Steve Hill has already played a significant role in shaping the future of Las Vegas tourism.
Hill led the charge for a room tax increase to partially fund the Las Vegas stadium (Hill is director of the Las Vegas Stadium Authority) and the Las Vegas Convention Center expansion project. Additionally, while he was the director of the Governor’s Office of Economic Development, he helped lure Amazon, Apple, Tesla and other major companies to Nevada.
Now, he is facing a new challenge.
The Las Vegas Visitors and Convention Authority board of directors last week appointed Hill as chief executive officer of the authority, where he will replace longtime head Rossi Ralenkotter, who retires Aug. 31. Hill has worked for the authority since January as its chief operating officer.
“Rossi will tell you this; this is not a one-man show,” Hill said. “I think I can do a good job with the organization.”
Ralenkotter will stay on with the LVCVA in a consulting capacity for 18 months, which will help Hill’s transition into his new role. Hill's compensation will be determined at a September board meeting; Ralenkotter was making $440,400 a year.
Gov. Brian Sandoval, who appointed Hill to the Office of Economic Development and the Stadium Authority, said he had no doubt Hill was the right choice to become just the third CEO of the LVCVA in the last 27 years.
“As an entrepreneur, Steve Hill helped build many resorts on the Strip and as the inaugural leader of my Office of Economic Development, he helped make Nevada an attractive place to build businesses, bringing some of the world’s most innovative companies to the Silver State,” Sandoval said in a statement. “I know Steve will be equally successful at the LVCVA; he is the right person, at the right time to lead the organization.”
Hill is taking the reins of the authority during an economic boom.
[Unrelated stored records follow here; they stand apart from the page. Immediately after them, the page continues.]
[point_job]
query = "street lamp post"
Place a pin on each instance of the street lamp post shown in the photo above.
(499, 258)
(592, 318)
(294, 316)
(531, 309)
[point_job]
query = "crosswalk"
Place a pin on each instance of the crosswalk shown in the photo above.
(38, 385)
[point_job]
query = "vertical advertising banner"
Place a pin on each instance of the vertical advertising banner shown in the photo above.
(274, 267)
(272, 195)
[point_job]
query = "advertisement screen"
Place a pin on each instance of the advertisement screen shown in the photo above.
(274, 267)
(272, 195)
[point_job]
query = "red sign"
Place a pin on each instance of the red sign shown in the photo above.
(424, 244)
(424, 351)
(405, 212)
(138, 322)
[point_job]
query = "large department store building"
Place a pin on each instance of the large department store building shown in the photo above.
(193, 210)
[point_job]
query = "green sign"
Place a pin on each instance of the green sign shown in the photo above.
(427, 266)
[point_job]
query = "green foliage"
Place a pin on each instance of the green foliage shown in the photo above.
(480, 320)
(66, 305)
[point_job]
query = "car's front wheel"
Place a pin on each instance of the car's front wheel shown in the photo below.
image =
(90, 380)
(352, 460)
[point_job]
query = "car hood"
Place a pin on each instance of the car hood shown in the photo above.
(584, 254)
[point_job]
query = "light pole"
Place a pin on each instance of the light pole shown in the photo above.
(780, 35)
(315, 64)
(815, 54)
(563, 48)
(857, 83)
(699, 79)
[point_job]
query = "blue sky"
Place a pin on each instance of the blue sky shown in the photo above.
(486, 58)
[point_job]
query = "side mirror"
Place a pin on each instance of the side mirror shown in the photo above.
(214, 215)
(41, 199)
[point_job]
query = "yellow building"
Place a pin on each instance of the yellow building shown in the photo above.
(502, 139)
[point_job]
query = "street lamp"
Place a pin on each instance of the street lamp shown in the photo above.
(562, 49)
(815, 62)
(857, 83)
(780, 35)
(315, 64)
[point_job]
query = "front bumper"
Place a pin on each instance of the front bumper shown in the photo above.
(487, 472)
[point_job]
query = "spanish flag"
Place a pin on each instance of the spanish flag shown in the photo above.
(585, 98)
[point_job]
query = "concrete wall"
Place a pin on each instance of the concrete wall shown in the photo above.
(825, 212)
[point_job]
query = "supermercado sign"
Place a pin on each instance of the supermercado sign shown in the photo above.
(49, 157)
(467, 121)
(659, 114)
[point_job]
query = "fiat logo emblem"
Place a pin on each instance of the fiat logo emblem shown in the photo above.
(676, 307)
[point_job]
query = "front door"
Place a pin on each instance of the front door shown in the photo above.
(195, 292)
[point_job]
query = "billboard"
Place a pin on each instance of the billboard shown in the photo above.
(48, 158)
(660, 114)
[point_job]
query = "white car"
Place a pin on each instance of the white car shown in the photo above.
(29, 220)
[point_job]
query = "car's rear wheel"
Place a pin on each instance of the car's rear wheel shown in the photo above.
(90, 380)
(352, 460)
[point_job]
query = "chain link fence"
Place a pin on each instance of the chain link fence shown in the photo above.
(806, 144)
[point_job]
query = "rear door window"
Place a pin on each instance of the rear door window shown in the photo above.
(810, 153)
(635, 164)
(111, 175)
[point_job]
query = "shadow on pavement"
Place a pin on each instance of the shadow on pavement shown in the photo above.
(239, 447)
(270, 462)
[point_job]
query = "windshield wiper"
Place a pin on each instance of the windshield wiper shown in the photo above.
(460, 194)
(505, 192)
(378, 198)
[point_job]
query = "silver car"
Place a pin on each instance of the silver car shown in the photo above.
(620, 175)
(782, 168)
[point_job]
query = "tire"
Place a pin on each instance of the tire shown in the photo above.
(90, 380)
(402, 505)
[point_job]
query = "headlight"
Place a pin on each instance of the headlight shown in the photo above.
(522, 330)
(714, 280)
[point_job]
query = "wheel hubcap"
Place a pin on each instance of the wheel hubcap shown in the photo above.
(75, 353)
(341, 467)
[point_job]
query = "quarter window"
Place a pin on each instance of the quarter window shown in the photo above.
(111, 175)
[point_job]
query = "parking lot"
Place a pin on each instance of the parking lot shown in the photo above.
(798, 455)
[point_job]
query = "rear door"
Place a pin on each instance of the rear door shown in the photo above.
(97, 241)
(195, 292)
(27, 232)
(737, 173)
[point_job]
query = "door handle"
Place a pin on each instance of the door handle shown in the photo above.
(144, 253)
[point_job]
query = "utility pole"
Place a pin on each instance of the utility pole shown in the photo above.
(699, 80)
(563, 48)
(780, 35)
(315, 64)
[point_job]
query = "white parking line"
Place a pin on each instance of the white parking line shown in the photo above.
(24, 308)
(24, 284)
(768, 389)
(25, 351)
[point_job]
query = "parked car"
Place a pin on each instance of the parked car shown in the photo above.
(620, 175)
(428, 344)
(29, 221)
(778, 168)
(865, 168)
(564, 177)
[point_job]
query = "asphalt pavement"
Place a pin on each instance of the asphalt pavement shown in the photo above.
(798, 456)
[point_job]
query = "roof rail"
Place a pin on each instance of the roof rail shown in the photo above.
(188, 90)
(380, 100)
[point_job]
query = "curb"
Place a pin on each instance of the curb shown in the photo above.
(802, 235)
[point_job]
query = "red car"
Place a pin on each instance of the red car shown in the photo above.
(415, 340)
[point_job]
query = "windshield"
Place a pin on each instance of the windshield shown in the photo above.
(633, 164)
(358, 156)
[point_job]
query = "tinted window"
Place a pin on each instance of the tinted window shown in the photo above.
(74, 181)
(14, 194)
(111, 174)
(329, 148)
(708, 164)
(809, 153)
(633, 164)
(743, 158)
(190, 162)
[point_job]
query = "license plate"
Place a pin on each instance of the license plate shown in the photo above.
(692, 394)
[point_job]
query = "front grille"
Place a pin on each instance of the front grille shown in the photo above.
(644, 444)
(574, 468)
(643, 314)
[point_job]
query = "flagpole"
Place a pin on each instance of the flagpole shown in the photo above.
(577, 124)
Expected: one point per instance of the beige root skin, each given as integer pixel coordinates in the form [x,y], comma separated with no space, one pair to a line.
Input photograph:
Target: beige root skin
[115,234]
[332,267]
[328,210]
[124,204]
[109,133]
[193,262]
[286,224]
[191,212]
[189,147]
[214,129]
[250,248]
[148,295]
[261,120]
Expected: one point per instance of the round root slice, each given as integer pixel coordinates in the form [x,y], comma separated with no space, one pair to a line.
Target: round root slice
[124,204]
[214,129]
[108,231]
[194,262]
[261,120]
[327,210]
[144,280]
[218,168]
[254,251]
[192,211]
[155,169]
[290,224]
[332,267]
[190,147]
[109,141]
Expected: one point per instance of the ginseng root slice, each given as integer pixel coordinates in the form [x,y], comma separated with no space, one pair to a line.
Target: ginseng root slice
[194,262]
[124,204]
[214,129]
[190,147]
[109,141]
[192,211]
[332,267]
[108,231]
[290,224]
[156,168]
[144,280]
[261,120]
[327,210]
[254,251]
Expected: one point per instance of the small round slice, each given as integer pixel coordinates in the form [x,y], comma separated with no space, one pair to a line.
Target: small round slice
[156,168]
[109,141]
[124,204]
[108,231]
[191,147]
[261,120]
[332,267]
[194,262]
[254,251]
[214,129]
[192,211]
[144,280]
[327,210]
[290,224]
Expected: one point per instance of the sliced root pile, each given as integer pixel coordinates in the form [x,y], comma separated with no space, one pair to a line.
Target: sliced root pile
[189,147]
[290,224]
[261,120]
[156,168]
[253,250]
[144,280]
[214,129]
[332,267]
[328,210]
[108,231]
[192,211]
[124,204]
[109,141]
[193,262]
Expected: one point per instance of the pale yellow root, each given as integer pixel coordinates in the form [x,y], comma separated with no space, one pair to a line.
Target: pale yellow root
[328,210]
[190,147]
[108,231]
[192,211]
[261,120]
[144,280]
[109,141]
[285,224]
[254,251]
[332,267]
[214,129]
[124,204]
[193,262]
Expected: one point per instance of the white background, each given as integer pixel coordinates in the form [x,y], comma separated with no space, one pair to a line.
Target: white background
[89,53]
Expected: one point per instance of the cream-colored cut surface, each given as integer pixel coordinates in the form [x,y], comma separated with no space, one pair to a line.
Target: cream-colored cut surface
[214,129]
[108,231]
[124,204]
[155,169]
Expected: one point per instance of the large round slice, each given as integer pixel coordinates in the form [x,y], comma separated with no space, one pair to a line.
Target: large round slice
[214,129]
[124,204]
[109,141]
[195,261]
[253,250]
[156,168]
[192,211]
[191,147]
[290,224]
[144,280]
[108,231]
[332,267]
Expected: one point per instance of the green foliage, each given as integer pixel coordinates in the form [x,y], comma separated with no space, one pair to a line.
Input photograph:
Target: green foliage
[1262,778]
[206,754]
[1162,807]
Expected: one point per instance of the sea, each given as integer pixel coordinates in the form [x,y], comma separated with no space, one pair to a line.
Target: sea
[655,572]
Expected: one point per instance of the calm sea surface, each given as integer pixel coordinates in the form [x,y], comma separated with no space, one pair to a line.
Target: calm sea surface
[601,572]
In addition to the stadium and convention center projects, Hill pointed to construction of Resorts World Las Vegas and The Drew (the development on 24.5 acres on the north Strip; formerly Fontainebleau).
“There’s real momentum, which we haven’t had in about a decade,” he said.
Hill said focusing on the millennial demographic will help ensure the future success of Las Vegas.
“We need to look at who our customers are going to be in the future, mainly the millennials, and learn how to be as attractive to them as we are to everybody else who has preceded them,” he said.